3. CRM built for relationships, not just tickets
- Give staff a 360° member view: products, interactions, preferences, life events.
- Log every touchpoint so AI models can learn from real history.
- Surface “next best conversation” prompts for frontline teams.
4. AI services layered on top of real use cases
Don’t start with “Which AI tool should we buy?” Start with:
- “We want to improve new member engagement by 25%.”
- “We want to reduce call volume on simple balance questions by 40%.”
- “We want to catch 30% more fraud attempts before they hit members.”
Then apply AI where it clearly supports those goals:
- Chatbots or virtual assistants for simple, repetitive questions
- Predictive models for churn, cross-sell, or fraud
- Natural language tools to summarize calls and surface insights
The sequence matters: data → automation → AI, not the other way around.

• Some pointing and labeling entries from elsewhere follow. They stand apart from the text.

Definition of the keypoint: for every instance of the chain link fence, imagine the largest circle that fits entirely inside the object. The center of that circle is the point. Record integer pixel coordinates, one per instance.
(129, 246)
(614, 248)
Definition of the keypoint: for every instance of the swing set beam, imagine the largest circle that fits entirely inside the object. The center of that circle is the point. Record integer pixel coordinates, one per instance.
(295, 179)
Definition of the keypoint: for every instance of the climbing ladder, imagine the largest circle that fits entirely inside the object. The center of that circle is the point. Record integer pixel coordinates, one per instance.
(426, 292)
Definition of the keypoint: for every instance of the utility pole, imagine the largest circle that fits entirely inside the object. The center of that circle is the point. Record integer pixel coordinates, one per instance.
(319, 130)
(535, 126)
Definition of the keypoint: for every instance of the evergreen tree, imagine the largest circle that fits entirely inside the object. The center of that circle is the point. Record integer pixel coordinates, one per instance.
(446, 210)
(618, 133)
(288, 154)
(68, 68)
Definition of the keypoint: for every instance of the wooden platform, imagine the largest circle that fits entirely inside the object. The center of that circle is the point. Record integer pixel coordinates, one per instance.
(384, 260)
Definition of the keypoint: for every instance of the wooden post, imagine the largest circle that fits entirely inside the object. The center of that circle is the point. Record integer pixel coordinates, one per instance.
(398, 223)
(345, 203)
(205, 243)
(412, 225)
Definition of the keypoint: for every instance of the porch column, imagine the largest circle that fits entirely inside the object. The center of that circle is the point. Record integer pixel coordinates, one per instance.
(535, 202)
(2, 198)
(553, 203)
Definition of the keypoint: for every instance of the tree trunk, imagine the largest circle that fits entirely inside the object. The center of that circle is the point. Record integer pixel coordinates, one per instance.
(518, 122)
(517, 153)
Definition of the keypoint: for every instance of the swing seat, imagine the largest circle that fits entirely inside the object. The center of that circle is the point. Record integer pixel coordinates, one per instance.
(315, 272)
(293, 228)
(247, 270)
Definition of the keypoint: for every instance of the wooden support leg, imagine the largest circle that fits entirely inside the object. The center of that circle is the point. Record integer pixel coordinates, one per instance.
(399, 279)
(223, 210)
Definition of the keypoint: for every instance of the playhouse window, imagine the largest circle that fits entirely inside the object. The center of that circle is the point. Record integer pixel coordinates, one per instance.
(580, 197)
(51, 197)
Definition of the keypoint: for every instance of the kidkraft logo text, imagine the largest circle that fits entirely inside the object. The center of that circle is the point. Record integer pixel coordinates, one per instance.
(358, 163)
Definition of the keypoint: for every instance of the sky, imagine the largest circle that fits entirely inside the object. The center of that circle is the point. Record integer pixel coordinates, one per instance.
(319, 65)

5. Practical First Steps for Credit Union Leaders
If you’re leading a credit union and feeling both excited and overwhelmed by AI, here’s a straightforward path I’ve seen work.
Step 1: Pick one member-centric use case
Choose a use case that:
- Directly improves member experience, and
- Has clear metrics you can track
Good candidates:
- New member onboarding journey
- Card activation and usage
- Digital banking adoption
- Early warning for at-risk members
Step 2: Audit the data you already have
For that one use case, list:
- What data you have today
- Where it lives
- How often it’s updated
- How accurate you think it is
Then ask: Is this credible enough to act on? If not, fix that first.
Step 3: Automate before you “AI it”
Build basic rules-based automation first:
- If new member joins → send welcome series
- If card not activated after 7 days → send prompt
- If login drops for 30 days → send “we miss you” check-in
Once that’s running, bring in AI to optimize timing, channel, and content.
Step 4: Keep humans in the loop
For every AI or automation initiative, define:
- When does a human step in?
- What context do they need to be effective?
- How do we capture what they learn back into the system?
That loop is what turns data into institutional knowledge instead of scattered anecdotes.
AI won’t make credit unions member-centric on its own. But credible data, thoughtful automation, and targeted AI can absolutely help you stop being the “best kept secret” and start being the first choice.
The next 12–24 months are a window. Members are getting used to AI-enhanced everything—shopping, streaming, health. Their expectations for banking are rising with it.
Credit unions that act now, with a data-first, member-focused mindset, won’t just keep up. They’ll stand out.